Over the last couple of weeks, Felipe and I have been doing lots of talking, lots of listening to each other and to God, and a bit of research on the 2 options before us: adoption and IVF. And we feel as though we've made a decision. We make our plans, but it will be the Lord who directs our path. I won't go into everything we've considered in order to make this decision, but I will say our deliberation has been laborious and we now feel at peace. We would like to go forward with the In Vitro Fertilization process.

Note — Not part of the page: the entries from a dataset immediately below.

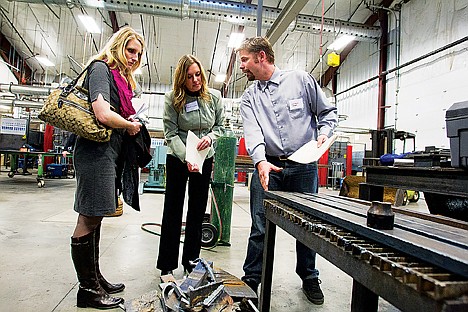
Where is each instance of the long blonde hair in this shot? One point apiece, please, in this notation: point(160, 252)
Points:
point(180, 77)
point(113, 53)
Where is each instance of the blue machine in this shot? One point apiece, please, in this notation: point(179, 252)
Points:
point(157, 171)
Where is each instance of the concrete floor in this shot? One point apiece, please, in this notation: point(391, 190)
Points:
point(36, 271)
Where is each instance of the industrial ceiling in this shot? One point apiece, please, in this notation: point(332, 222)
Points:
point(300, 30)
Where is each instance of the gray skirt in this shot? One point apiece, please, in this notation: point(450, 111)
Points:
point(96, 175)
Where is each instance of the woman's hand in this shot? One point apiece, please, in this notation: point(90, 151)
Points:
point(192, 167)
point(134, 127)
point(204, 143)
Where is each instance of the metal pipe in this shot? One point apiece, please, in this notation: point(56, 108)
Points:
point(25, 89)
point(448, 46)
point(382, 68)
point(222, 11)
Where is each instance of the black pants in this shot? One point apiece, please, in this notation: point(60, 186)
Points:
point(177, 175)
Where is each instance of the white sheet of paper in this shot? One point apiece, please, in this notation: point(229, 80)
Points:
point(192, 155)
point(309, 152)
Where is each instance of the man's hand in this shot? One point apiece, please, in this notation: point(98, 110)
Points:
point(321, 138)
point(264, 168)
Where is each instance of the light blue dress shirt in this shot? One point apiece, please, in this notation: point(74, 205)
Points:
point(284, 113)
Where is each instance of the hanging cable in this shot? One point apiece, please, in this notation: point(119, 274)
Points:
point(321, 35)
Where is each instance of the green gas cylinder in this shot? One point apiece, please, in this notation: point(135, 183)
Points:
point(223, 186)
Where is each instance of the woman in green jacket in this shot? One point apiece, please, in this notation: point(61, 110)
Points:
point(190, 106)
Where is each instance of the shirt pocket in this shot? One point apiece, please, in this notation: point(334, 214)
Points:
point(296, 107)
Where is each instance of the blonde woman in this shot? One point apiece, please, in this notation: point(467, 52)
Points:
point(110, 83)
point(190, 106)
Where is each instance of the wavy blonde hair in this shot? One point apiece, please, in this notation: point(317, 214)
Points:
point(113, 53)
point(180, 76)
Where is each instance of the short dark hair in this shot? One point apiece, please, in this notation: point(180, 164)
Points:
point(257, 44)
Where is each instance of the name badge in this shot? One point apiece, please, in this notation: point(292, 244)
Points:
point(296, 104)
point(190, 107)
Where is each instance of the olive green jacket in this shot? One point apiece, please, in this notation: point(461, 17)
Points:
point(208, 119)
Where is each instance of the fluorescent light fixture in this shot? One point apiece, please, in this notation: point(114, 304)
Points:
point(235, 39)
point(138, 71)
point(220, 77)
point(95, 3)
point(341, 42)
point(44, 61)
point(90, 24)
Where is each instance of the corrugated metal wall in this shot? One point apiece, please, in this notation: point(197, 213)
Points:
point(427, 88)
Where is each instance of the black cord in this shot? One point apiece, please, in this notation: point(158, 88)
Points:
point(143, 227)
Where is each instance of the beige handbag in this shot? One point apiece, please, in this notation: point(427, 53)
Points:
point(68, 108)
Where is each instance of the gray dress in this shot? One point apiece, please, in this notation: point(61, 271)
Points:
point(96, 163)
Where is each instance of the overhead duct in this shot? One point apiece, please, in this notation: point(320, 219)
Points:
point(222, 11)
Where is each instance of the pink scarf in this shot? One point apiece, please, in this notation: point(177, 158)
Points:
point(125, 94)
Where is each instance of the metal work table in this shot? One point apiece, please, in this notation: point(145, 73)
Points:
point(40, 168)
point(446, 181)
point(420, 265)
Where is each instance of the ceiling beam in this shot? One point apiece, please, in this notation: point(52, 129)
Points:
point(331, 71)
point(287, 15)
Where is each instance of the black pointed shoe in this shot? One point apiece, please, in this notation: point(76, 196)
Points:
point(311, 288)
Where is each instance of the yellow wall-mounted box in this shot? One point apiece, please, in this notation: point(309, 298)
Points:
point(333, 59)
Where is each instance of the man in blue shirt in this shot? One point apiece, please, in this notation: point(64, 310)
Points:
point(281, 111)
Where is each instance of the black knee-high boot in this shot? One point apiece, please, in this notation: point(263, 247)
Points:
point(108, 287)
point(90, 292)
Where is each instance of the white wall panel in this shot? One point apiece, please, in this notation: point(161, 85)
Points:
point(359, 104)
point(427, 88)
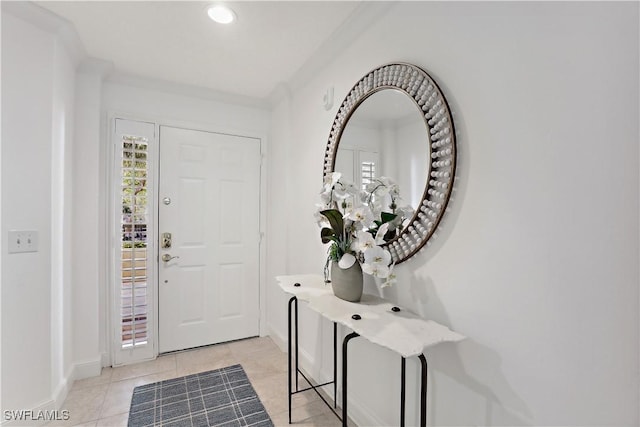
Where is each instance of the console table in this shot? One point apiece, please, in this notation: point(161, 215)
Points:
point(373, 318)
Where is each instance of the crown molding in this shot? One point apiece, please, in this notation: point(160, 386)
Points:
point(48, 22)
point(184, 90)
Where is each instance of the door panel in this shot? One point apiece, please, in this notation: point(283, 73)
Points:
point(209, 293)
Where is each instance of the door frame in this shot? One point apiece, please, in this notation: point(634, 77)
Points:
point(108, 304)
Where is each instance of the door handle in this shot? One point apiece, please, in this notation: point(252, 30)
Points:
point(168, 257)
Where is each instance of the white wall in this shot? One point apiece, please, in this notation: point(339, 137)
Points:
point(37, 128)
point(537, 259)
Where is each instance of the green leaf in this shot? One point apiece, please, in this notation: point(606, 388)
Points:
point(327, 235)
point(335, 219)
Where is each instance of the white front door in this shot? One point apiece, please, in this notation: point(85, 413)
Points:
point(209, 202)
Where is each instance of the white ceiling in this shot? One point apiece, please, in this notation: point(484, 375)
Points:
point(175, 41)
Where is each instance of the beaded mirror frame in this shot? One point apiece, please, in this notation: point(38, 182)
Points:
point(434, 109)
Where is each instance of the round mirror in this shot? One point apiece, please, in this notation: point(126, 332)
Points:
point(395, 125)
point(386, 136)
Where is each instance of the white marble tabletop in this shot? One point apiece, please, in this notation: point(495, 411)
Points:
point(403, 332)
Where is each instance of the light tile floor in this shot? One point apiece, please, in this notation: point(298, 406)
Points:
point(104, 400)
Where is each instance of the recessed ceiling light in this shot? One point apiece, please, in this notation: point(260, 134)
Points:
point(221, 14)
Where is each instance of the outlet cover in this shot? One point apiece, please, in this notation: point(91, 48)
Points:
point(21, 241)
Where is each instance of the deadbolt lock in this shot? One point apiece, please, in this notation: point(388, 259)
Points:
point(166, 241)
point(167, 257)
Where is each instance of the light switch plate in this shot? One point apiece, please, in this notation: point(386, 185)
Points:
point(23, 241)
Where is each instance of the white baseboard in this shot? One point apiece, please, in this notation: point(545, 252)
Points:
point(41, 414)
point(279, 340)
point(88, 369)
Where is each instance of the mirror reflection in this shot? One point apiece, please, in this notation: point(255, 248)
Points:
point(386, 137)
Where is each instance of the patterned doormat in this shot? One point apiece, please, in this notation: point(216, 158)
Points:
point(223, 397)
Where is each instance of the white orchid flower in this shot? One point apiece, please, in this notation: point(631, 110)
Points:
point(361, 215)
point(391, 277)
point(321, 220)
point(377, 256)
point(364, 240)
point(384, 229)
point(346, 261)
point(376, 270)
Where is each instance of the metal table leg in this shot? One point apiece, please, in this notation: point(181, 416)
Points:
point(289, 350)
point(423, 392)
point(344, 376)
point(403, 383)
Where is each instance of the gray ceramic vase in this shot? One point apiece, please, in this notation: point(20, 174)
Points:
point(347, 283)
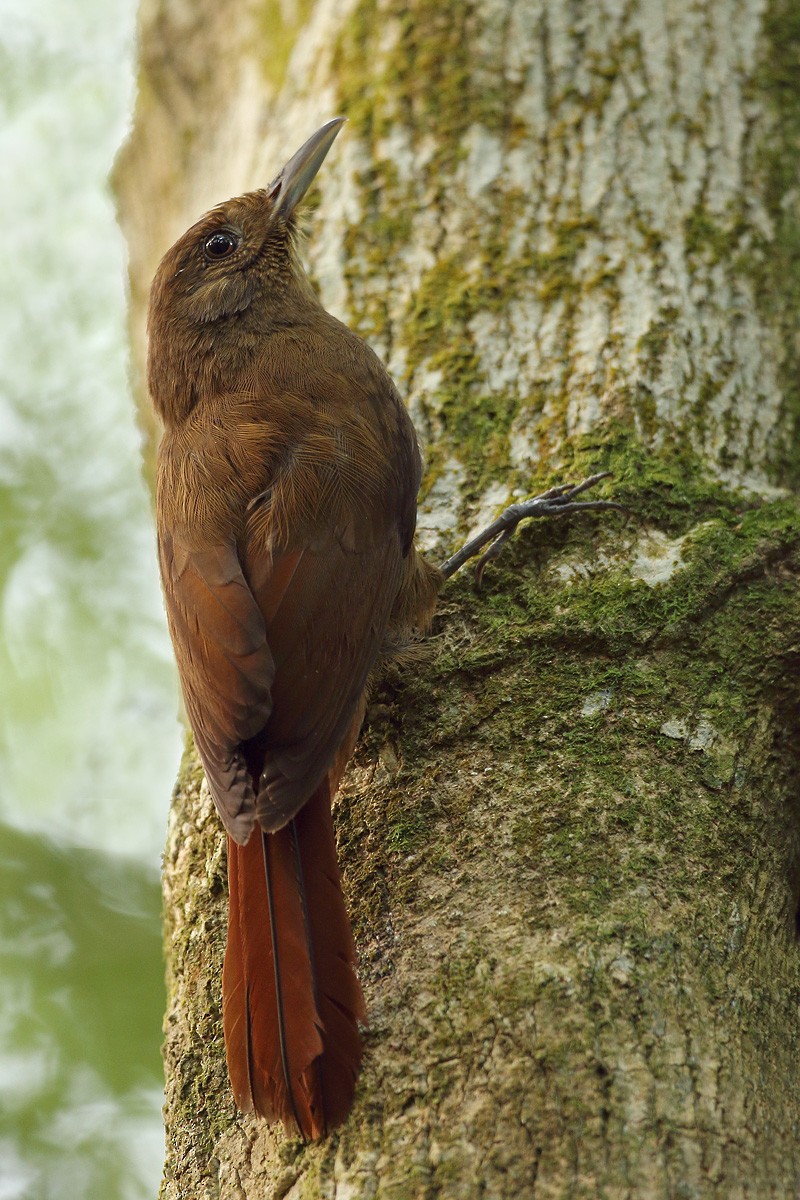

Last week, we met with my doctor and brought him a list of about 20 questions. He patiently answered each one in a manner that left us feeling more confident about the process and what all is involved for our potential children and for me. After our conversation, he did another ultrasound. The one last cyst remains and has not shrunk. The dr. said he would like to see the cyst shrink a little more. I'll remain on the medicine I'm taking now for another 2 weeks. Then if it's not decreased in size, we'll try one other medication. If the cyst is not gone in 2 weeks, we are looking at another couple of months of waiting, waiting. ;) Felipe and I have an ongoing joke that at the end of almost every doctor's appointment for the last couple of years, the doctor walks out of the room and one us looks at the other and says: "Wait." So, last week was no different. We wait.
We will see the doctor again on Friday and will have a better idea of when we can get started. I'll keep you posted. In the mean time, please pray for this cyst to dissolve completely!! And for our hearts to wait patiently for what is to come next.
1 comment:
Hey Leigh -- I know we haven't talked since highschool, but I wanted to share with you that I completely know what you're going through. I am currently taking injections for my second IUI. I don't have endo, but I do have polycystic ovaries. We will probably be doing IVF next year if our IUIs are not successful by Christmas. Infertility is probably the hardest thing I've ever had to go through, but I know God has a plan for me and a plan for you. I truly believe that we'll be mothers someday, but it just may not be in the way that we originally planned! I look forward to reading your future updates!